Nice touch with the dead skin hanging off the throat!


----------



## Aelwyn (Jul 7, 2008)

Very nice!!!!!


----------



## cerinad (Jun 23, 2008)

Those are really great!!


----------



## scream1973 (Dec 23, 2007)

Great job lilly


----------



## samhayne (Jul 3, 2008)

pretty nice, good work!


----------



## Ghoul Friday (Oct 6, 2007)

Hey, what wonderful results for a first attempt  And they look great in the lighting.


----------



## Lilly (Jun 13, 2006)

Thanks everyone..I have 2 more I am going to try something different than that what I did on those with..
who knows maybe it will turn into a pile of deadheads LOL


----------



## pyro (Oct 7, 2006)

sweet lilly


----------



## Merlin (The Quiet One) (Feb 23, 2006)

Nice job of corpsing. These are great looking props with use of the dollar store skulls. Cutting out the eyes was a cool idea.


----------



## Sickie Ickie (Jun 20, 2006)

I classify this as gore, and it looks nice!


----------



## Bloodhound (Oct 16, 2007)

Hey Lilly, The skulls turned out great!


----------



## AzKittie74 (Aug 10, 2007)

Great job Lilly!


----------



## Bone Dancer (Oct 7, 2005)

nicely done, and good photography too. I usually do the inside with flat black spray paint, gives it depth.
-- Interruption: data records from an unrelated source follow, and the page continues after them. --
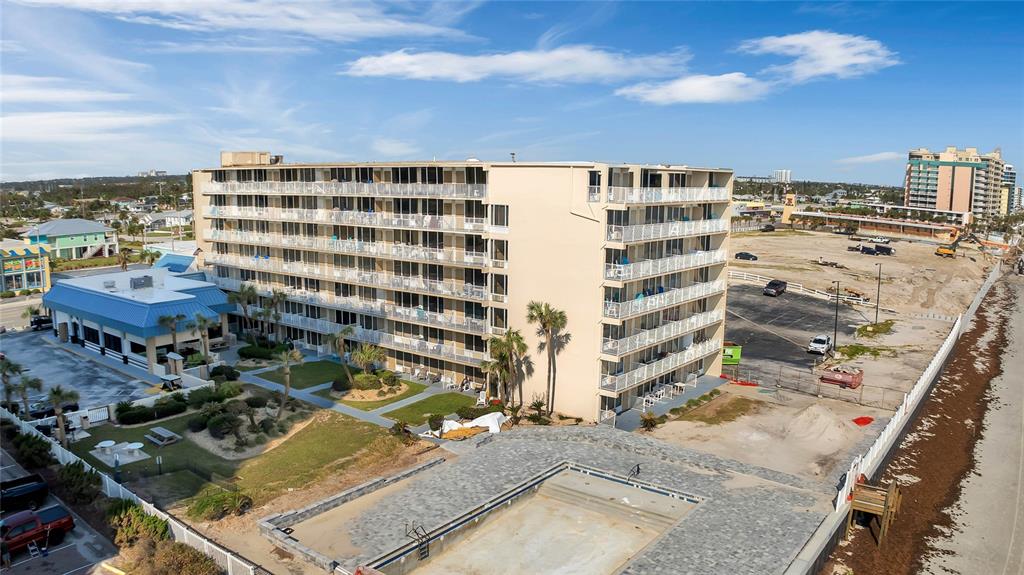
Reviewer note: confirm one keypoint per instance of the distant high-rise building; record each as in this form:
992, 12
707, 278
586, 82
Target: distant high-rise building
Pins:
960, 180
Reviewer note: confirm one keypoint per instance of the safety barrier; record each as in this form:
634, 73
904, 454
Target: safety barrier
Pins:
230, 562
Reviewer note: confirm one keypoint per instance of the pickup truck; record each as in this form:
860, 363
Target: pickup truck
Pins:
45, 528
27, 492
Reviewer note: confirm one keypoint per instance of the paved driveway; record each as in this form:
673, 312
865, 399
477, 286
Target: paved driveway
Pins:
95, 384
82, 548
774, 332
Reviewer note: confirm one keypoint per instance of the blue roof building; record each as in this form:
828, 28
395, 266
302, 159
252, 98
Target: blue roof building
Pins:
125, 315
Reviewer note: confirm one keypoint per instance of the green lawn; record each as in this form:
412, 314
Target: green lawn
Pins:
414, 389
325, 446
307, 374
418, 412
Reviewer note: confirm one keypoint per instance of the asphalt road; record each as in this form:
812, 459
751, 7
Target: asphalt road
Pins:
82, 548
774, 332
989, 536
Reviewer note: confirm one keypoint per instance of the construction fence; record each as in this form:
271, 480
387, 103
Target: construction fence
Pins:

Nothing like a pile of corpse skulls to say Happy Halloween.


----------



## NickG (Sep 12, 2006)

very corpsy.


----------



## rottincorps (Jun 1, 2008)

I like the legging Idea, looks great!


----------



## ghost37 (Jul 30, 2008)

looks really good!


----------



## Lilly (Jun 13, 2006)

thanks ...
here is a pic of them I darkened the inside ...


----------



## scream1973 (Dec 23, 2007)

Mucho better


----------



## Tyler (Jul 17, 2008)

Nice, any idea where you will put them/how they will be set up?


----------



## Bushenstine (Sep 25, 2008)

Look out! Here come the zombies!! :zombie:

Those are great!:jol:


----------



## Lilly (Jun 13, 2006)

thanks again guys...
Ty..
I was thinking of laying them around my giant snake I am making, like he had them for dinner a while back.
I have 2 more but wish I could get more of those , my dollar store is out of them.


----------



## Ghostess (Aug 21, 2005)

Nice job! They look great. 

I agree about the inside, I know I need to see about getting some sort of stain on the inside of my Blucky corpse's head. It's too clean looking in there... lol


----------



## Lady Nyxie (Aug 30, 2006)

Great job!


----------



## spideranne (Jul 17, 2006)

Looks nice.


----------